Quantification of the Novel N-methyl-d-aspartate Receptor Ligand [11C]GMOM in Man.

[C-11] GMOM (carbon-11 labeled N-(2-chloro-5-thiomethylphenyl)-N'-(3-[C-11] methoxy-phenyl)-N'-methylguanidine) is a PET ligand that binds to the N-methyl-D-aspartate receptor with high specificity and affinity. The purpose of this first in human study was to evaluate kinetics of [C-11] GMOM in the healthy human brain and to identify the optimal pharmacokinetic model for quantifying these kinetics, both before and after a pharmacological dose of S-ketamine. Dynamic 90 min [C-11] GMOM PET scans were obtained from 10 subjects. In six of the 10 subjects, a second PET scan was performed following an S-ketamine challenge. Metabolite corrected plasma input functions were obtained for all scans.
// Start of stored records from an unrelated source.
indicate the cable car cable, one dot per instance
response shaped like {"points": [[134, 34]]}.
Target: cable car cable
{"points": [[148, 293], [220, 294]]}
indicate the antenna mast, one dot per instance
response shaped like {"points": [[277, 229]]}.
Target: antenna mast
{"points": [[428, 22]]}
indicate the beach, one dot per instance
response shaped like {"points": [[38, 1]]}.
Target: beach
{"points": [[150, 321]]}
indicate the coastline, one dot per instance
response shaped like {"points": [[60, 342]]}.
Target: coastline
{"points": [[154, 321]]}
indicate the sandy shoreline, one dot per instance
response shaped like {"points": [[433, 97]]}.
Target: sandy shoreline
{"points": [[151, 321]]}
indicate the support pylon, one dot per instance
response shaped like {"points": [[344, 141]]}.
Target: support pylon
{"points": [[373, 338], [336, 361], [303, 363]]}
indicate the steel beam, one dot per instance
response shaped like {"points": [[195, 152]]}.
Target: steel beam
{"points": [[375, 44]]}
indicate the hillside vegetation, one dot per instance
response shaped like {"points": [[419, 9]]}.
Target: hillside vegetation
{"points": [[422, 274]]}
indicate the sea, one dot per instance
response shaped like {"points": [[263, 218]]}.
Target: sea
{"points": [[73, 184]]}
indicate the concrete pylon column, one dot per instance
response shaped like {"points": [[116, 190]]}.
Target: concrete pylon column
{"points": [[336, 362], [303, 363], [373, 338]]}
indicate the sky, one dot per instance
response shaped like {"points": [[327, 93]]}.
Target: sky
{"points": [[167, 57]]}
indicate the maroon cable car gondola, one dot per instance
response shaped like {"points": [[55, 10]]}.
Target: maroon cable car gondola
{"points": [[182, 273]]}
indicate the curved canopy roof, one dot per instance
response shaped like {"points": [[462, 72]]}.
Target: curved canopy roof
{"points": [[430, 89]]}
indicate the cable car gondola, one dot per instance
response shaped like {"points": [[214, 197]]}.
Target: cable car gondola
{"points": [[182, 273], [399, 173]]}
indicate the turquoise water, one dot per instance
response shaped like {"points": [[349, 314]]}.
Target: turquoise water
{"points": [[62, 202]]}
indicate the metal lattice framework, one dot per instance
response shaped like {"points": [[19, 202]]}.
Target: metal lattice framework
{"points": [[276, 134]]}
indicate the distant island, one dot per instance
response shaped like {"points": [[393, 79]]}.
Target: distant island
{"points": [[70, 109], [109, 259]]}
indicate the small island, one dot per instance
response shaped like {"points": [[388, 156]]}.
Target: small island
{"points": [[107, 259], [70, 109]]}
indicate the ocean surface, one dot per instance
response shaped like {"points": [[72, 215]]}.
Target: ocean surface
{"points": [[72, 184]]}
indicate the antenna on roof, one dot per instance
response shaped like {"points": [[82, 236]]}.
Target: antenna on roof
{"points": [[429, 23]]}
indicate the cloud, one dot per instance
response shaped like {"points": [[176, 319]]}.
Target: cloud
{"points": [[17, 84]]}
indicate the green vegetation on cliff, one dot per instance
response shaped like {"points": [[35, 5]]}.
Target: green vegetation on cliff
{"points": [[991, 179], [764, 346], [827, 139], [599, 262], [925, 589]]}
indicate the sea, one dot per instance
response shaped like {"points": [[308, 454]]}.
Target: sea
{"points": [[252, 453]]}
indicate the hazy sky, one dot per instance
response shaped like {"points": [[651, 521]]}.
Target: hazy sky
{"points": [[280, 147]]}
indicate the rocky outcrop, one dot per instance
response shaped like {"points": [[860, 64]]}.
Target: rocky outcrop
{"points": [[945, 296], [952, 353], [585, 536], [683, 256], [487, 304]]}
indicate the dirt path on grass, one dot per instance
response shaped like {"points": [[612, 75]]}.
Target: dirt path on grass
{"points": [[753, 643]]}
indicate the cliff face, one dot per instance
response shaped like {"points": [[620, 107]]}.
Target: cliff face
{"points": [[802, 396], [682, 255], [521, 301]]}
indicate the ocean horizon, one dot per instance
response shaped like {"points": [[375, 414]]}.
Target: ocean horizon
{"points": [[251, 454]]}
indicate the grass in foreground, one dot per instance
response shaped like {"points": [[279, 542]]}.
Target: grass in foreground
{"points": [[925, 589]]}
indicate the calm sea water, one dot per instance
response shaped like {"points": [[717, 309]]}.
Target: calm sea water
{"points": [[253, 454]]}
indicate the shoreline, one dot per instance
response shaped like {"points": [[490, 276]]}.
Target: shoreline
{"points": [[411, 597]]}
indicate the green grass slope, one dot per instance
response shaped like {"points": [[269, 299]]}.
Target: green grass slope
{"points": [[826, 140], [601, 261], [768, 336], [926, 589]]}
Regional time activity curves were fitted to various single-and two-tissue compartment models. Best fits were obtained using a two-tissue irreversible model with blood volume parameter. The highest net influx rate (Ki) of [C-11] GMOM was observed in regions with high N-methyl-D-aspartate receptor density, such as hippocampus and thalamus. A significant reduction in the Ki was observed for the entire brain after administration of ketamine, suggesting specific binding to the N-methyl-D-aspartate receptors. This initial study suggests that the [C-11] GMOM could be used for quantification of N-methyl-D-aspartate receptors.